Marian Fisher

Personal information
- Full name: Marian O'Shaughnessy
- Born: Marian Fisher November 6, 1954 (age 71)

Medal record
Women's athletics
Representing Australia
Pacific Conference Games
| Gold medal – first place | 1977 Pacific Conference Games | 400 m hurdles |
| Gold medal – first place | 1977 Pacific Conference Games | 4x100m relay |
| Gold medal – first place | 1977 Pacific Conference Games | 4x400m relay |
| Gold medal – first place | 1981 Pacific Conference Games | 4x400m relay |

= Marian Fisher =

Australian hurdler (born 1954)

 Marian O'Shaughnessy (born November 6, 1954) is an Australian retired female track and field athlete. She competed in the 400 meters and 400 meters hurdles events. She won four gold medals at the Pacific Conference Games during her career.

Fisher was the first Australian woman's champion at the 400m hurdles in 1976 and the first to win a medal in an international competition with her gold at the 1977 Pacific Conference Games. At that competition she also won gold in the 4 × 100 m and the 4 × 400 m relays plus a bronze in the 400m.

Under her married name of O'Shaughnessy, Fisher won a further gold in the 4 × 400 m relay and a bronze in the 400m at the 1981 Pacific Conference Games.

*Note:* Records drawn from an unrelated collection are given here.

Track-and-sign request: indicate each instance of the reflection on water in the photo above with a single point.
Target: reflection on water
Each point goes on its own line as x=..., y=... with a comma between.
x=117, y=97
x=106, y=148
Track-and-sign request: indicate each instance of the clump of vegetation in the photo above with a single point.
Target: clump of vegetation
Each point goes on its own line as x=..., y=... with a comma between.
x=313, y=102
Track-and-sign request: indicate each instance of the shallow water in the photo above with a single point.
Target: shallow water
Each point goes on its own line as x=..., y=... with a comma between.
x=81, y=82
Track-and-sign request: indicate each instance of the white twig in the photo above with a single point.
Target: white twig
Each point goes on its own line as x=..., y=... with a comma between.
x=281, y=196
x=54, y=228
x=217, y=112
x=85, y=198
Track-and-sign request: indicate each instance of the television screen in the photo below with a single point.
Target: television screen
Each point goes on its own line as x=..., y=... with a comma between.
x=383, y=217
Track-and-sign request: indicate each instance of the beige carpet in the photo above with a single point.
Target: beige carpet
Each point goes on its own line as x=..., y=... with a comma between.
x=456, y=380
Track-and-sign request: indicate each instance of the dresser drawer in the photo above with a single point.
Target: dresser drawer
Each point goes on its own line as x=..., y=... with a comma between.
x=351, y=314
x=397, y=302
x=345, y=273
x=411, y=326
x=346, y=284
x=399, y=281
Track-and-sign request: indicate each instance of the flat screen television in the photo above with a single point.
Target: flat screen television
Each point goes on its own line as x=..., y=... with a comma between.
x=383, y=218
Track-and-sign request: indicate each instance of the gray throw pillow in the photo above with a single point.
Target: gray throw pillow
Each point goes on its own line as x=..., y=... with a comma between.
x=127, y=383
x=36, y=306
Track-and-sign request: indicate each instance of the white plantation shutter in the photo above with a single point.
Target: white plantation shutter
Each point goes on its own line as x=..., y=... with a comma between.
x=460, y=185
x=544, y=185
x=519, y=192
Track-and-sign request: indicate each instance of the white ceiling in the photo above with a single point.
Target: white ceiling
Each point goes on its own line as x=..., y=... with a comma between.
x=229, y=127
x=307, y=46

Fisher also represented Oceania in the 4 × 400 m relay at the Athletics World Cup in 1977, 1979 and 1981.

In Australia, Fisher was three times champion in the 400m hurdles 1977-79 and 400m champion in 1977.

==Awards and accolades==
In 2021, Fisher as Marian O'Shaughnessy was elected as a Life Member of Athletics Australia.